After counseling me for about 45 minutes he placed his hand on my shoulder and began to pray. “Thank you, Father, for this tiny baby growing in Linda’s womb. Thank you for its fingers and toes, its tiny heart pumping blood. Thank you, Dear God, that you knew this baby before you placed it in Linda’s womb. Thank you for the plans you have for it, for good, not harm, for a hope and a future. Please give Linda courage to trust you and to protect her baby.”
So, in the silence of that ride home from Planned Parenthood, I knew one thing for sure. I would not be returning for an abortion. I took Dr. Schmidt’s advice. I cried out to God and confessed my sin and threw myself on His mercy and grace! My boyfriend and I counseled with our pastor, and at 17 and 21 years old, we were married in January of 1974. Our Jeremy was born in August. Those were not easy days, but our families and our church surrounded us with more love and compassion than I’d ever experienced before.

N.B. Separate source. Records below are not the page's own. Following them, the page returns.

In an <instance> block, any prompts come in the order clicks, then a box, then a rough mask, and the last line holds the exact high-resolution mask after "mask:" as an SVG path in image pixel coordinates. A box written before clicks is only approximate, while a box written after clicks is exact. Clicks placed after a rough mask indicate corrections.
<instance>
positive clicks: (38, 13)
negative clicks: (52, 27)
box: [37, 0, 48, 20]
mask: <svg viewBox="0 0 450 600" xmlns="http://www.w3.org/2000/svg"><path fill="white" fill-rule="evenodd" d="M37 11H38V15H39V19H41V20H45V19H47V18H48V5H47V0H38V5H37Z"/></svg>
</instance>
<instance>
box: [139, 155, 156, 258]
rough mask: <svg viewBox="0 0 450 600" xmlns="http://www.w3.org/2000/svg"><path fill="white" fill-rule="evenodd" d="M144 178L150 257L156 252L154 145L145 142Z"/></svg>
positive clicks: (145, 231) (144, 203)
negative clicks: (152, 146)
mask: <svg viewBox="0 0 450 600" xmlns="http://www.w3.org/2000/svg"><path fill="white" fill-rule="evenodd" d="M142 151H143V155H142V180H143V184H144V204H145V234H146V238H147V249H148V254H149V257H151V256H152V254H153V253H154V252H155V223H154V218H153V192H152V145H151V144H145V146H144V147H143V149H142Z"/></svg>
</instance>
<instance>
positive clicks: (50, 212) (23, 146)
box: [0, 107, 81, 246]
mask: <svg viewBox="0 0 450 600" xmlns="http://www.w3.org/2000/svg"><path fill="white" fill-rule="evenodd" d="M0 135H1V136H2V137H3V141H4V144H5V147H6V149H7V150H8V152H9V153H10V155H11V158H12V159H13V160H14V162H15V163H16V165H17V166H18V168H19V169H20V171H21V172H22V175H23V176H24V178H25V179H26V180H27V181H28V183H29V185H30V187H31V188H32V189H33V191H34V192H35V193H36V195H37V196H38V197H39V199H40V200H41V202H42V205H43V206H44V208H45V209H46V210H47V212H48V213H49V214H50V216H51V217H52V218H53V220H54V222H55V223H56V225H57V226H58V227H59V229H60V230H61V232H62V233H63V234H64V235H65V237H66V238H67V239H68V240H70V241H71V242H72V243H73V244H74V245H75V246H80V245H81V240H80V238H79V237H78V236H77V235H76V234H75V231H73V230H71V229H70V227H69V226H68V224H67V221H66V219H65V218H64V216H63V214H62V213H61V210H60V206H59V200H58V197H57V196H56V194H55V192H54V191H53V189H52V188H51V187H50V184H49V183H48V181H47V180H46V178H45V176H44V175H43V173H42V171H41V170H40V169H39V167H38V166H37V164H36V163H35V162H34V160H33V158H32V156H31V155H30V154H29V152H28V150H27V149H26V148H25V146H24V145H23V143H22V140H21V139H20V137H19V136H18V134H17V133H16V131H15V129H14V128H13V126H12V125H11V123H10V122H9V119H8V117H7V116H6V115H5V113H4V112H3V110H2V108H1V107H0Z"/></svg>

Dr. Schmidt was right. God loved us and still had good plans for us. God blessed us with another boy and a girl. They are all married today and have given us 7 beautiful grandchildren. If we had had said “no” to Jeremy, we would have said “no” to this beautiful family. We will celebrate 50 years of marriage in January. God has been Faithful!
I never saw Dr. Schmidt again, but we did correspond over the years. He knew about Jeremy and celebrated his graduations, marriage and the births of his daughters. And he knew about Crossroads. He always encouraged me to stop by and have lunch when we visited California…but it never worked out. In 2018 we decided to visit Jeremy and I thought I could finally make that lunch date and give him a big hug. Unfortunately, Dr. Schmidt didn’t respond to my calls or texts, so I reached out to his son, also a doctor. His son, Tim, was excited and said this was one of his Dad’s favorite stories of his practice, that he had our correspondence and pictures in his memory box. But his Dad was now 89 and in a memory care facility and often didn’t know his own sons. He said a visit would be confusing to him. So we arranged to visit Tim instead. The day before we were to see Tim, he called and said, “I have amazing news. When I spoke with Dad tonight he asked, ‘is this the Jeremy story?’ He remembers and wants you to come see him tomorrow!” So I got to share with him how his counsel had impacted not only my life but hundreds of others. That we share the same truth, point them to the same Faithful heavenly Father. He got to see Jeremy, the baby he saved from abortion in Dec 1973. We were able to tell him face to face how his gift of 45 minutes counsel and a promise to be there had changed our lives forever. And I got my hug!
One more thing – I need to mention that a few years ago, as my sweet Mom was nearing the end of her life here on earth, she told me, “Linda, its ok if you tell people I took you get an abortion. But please always remember to add that he became the joy of our lives.”